7. Jawani jhoolti hai aashiqui 
Naata (1955)
Singer: Lata Mangeshkar
Music: S Mohinder
Lyrics: Tanvir Naqvi
I love this song for two reasons, one of which is of course that it is picturised on Madhubala, and her middle sister, Chanchal. More importantly however, I love the lyrics because it is so fitting to the situation. They describe the feeling of being on a swing - pushing your feet against the ground and soaring up to the stars - so well: Zameen se aasmaan tak, jawani aati jaati hai, kadam phoolon pe padta hai, nazar taaron pe jaati hai. The rest of the lyrics also talk about the joys of just swinging, the sheer happiness of being young, of being alive. Here too, is the link between youth and love as well as the dreams of a love that might, just might be around the corner, though she doesn't know what the future will bring.

8. Rut aayi suhaani hai 
Gaon ki Gori / Village Girl (1945)
Singer: Noor Jehan, GM Durrani
Music: Shyam Sunder
Lyrics: Waali Saaheb
This is an interesting picturisation; like Tu na bata mujhe sab hai pata, this too is neither singing of the rains, nor awaiting a beloved, known or unknown. Instead, the beloved is right there, on the swing with her. They have just got married (in the preceding scene), and this is when they are getting to know each other. There is the shy awkwardness in being close to someone whom one hasn't met until the previous day, but is now the most important part of your life. There is happiness too, and excitement: a new life lies before them, with this new companion to share it. There is hope that this new relationship will last until one of them dies, and that they will be as happy as they are right now. The song is picturised on Noor Jehan and ? (No, it's not M. Nazir.) 

9. Jhoole mere lalna 
Pyar ki Pyas (1961)
Singers: Lata Mangeshkar, Asha Bhosle
Music: Vasant Desai
Lyrics: Bharat Vyas
Finally, a song that does not fit the prevailing theme of the swings being associated with the rains, or with romance. This song is a celebration of a new life. So you have the new mother (Dulari) sitting on a swing (of a different kind) with her little child on her lap, as her friends and neighbours sing to her and the baby. Looking on in distress is a little orphan (Honey Irani) who has run away from her adoptive parents who neglect her once their biological child comes along. The yearning of a child for her mother is very strong.

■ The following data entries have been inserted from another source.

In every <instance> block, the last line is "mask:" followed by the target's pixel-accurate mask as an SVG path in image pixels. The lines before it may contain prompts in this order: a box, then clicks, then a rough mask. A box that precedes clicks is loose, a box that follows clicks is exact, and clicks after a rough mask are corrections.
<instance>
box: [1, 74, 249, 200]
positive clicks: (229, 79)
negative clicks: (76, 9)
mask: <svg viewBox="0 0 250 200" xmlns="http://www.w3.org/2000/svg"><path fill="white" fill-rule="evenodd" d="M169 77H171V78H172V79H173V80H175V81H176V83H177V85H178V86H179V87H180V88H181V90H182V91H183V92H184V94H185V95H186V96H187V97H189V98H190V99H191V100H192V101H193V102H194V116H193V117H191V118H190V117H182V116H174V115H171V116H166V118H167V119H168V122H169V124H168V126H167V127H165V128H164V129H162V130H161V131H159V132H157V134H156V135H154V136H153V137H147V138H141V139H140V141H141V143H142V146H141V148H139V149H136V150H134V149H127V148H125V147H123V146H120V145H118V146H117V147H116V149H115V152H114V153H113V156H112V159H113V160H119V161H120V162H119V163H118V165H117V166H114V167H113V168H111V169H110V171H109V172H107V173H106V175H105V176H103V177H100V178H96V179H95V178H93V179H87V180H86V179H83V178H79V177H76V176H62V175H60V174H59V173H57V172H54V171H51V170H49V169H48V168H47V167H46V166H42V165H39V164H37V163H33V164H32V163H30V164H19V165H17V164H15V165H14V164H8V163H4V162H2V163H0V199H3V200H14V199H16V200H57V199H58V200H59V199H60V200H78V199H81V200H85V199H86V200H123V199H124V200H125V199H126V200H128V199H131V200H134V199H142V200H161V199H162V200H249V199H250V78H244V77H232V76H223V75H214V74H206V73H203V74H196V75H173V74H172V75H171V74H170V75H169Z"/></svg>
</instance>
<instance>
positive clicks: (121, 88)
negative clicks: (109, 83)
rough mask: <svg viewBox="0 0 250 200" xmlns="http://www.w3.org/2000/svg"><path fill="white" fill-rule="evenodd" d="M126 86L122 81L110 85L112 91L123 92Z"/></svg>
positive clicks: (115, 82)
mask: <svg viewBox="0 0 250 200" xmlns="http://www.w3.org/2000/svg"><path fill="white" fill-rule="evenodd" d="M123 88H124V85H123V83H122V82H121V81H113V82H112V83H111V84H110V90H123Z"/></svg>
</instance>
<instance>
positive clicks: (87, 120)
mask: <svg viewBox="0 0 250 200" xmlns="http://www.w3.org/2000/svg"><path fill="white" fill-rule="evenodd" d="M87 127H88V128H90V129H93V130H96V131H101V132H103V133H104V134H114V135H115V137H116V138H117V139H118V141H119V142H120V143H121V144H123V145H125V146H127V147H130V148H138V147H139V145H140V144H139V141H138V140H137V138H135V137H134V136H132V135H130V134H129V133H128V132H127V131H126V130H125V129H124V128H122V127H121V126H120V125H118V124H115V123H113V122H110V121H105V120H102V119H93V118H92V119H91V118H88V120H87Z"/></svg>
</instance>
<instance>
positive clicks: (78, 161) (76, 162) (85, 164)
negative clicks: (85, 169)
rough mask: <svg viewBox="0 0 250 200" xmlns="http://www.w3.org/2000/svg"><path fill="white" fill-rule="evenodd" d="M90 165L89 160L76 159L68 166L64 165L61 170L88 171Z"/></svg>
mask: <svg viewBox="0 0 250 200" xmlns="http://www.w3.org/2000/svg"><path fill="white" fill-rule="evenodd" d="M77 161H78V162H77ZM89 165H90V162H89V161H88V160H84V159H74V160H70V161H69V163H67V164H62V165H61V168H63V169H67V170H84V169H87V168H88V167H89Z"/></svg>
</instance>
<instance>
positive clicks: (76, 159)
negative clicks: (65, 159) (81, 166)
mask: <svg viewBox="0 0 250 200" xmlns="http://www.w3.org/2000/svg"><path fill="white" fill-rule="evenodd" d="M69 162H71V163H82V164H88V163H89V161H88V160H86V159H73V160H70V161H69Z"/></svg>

10) Sun jaa ae thandi hawa  
Haathi mere saathi (1971)
Singers: Kishore Kumar, Lata Mangeshkar
Music: Laxmikant-Pyarelal
Lyrics: Anand Bakshi
Once again, not a typical swing, just hammocks, but they are swaying in the gentle breeze alright. The couple (Rajesh Khanna and Tanuja; the elephant is nowhere in sight) invite the cool winds and the dark clouds to listen to their romantic conversation. They sound a word of caution, however. While he asks that they not make a noise, she asks that they not wake her when she falls asleep in her lover's arms. Oh, yes, and could the winds and the clouds keep what they overhear in confidence? Hmm... one wonders why they should want anyone to listen in, in the first place.

Do you know of any songs picturised on a swing?